(a) A conflict of interest transaction is a transaction with the cooperative in which a director, officer or non-director member of a special litigation committee of the cooperative has a direct or indirect interest. A conflict of interest transaction is not voidable by the cooperative solely because of the director's or officer's interest in the transaction if any one (1) of the following is true:
(1) The material facts of the transaction and the director's or officer's interest were disclosed or known to the board of directors or a committee of the board of directors and the board of directors or committee authorized, approved, or ratified the transaction;
(2) The material facts of the transaction and director's or officer's interest were disclosed or known to the members entitled to vote and they authorized, approved, or ratified the transaction;
(3) The transaction was fair to the cooperative;
(4) The transaction was of a nature in which the conflict of interest is waived by the articles or bylaws.
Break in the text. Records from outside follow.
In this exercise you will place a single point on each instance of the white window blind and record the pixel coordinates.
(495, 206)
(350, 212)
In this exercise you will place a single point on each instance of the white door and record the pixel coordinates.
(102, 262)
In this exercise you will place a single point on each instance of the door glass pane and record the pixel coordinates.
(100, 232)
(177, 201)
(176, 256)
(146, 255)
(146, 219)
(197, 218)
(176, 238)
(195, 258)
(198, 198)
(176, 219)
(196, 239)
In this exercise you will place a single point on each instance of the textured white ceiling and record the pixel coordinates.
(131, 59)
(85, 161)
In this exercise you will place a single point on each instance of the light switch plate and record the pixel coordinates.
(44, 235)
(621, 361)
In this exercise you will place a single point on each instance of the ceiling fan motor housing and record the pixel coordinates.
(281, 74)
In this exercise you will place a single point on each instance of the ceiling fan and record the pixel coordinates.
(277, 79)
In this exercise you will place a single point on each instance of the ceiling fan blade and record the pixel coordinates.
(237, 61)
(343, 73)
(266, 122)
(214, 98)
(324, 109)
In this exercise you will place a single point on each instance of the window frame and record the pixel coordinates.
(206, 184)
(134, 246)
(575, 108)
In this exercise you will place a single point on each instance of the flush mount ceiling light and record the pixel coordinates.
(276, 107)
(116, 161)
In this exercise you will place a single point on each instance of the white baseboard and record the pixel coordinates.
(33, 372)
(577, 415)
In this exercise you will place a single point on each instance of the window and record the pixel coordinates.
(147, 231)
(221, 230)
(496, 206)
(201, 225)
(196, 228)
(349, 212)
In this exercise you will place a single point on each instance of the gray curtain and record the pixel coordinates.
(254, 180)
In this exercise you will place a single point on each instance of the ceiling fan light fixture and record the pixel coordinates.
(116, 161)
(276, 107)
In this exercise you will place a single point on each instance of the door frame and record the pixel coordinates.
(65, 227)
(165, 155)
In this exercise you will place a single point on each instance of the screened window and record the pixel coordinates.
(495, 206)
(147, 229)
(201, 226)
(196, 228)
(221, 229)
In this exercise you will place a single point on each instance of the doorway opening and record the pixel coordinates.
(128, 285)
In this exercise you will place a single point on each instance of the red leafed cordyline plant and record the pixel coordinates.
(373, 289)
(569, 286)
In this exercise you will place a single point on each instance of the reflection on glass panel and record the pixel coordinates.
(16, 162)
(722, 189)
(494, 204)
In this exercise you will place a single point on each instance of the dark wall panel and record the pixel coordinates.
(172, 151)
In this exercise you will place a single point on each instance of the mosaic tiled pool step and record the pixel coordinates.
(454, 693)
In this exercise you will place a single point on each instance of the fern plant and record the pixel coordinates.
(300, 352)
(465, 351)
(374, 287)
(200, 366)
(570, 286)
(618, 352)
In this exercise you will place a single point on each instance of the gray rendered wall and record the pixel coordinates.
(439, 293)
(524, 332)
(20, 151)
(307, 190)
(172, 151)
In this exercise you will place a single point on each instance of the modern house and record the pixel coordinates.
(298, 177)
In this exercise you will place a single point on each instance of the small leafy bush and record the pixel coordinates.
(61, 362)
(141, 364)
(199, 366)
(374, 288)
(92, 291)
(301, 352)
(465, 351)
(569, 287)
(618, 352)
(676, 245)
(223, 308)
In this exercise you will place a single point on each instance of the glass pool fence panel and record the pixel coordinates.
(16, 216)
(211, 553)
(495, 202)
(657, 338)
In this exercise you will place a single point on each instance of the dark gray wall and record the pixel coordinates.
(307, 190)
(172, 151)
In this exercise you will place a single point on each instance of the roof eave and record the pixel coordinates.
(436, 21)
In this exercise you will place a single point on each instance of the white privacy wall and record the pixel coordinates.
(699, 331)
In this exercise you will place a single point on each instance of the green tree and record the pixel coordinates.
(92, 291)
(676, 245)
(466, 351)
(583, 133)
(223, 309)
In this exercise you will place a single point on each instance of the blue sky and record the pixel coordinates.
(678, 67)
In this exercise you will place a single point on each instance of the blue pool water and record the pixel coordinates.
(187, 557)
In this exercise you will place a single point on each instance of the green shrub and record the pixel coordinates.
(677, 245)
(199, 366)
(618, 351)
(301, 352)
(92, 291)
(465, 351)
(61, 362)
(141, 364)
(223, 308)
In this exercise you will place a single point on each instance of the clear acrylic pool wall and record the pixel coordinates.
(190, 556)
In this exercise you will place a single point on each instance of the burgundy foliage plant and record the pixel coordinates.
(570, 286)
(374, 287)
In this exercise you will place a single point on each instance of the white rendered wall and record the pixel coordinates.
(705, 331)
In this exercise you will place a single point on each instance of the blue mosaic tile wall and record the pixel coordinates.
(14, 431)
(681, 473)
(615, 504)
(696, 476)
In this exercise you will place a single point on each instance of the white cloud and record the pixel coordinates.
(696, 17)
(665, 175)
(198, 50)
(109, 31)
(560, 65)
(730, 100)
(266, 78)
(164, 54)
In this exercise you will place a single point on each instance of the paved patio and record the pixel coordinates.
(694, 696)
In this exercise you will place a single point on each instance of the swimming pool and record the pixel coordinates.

The waiver shall be upheld unless manifestly unreasonable under the circumstances.
(b) For purposes of this section, a director or officer of the cooperative has an indirect interest in a transaction, if, but not only if:
(1) Another entity in which the director or officer has material financial indirect interest or in which the director or officer is a general partner is party to the transaction; or
(2) Another entity of which the director or officer is a governor, director, manager, officer or trustee is a party to the transaction and the transaction is or should be considered by the board of directors of the cooperative.
(c) For purposes of subdivision (a)(1), a conflict of interest transaction is authorized, approved, or ratified, if it receives the affirmative vote of a majority of the directors on the board of directors, or on the committee, who have no direct or indirect interest in the transaction, but a transaction may not be authorized, approved, or ratified under this section by a single director. If a majority of the directors who have no direct or indirect interest in the transaction vote to authorize, approve, or ratify the transaction, a quorum must be present for the purpose of taking action under this section. The presence of, or a vote cast by, a director with a direct or indirect interest in the transaction does not affect the validity of any action taken under subdivision (a)(1), if the transaction is otherwise authorized, approved, or ratified as provided in subdivision (a)(1).
(d) For purposes of subdivision (a)(2), a conflict of interest transaction is authorized, approved, or ratified if it receives the vote of a majority of the membership interests entitled to be counted under this subsection (d). Membership interests owned by or voted under the control of a director or officer who has a direct or indirect interest in the transaction, and membership interests owned by or voted under the control of an entity described in subdivision (b)(1), may not be counted in a vote of members to determine whether to authorize, approve or ratify a conflict of interest transaction under subdivision (a)(2). The vote of those membership interests, however, shall be counted in determining whether the transaction is approved under other provisions of this chapter. A majority of the membership interests, whether or not present, that are entitled to be counted in a vote on the transaction under this subsection (d) constitutes a quorum for the purpose of taking action under this section.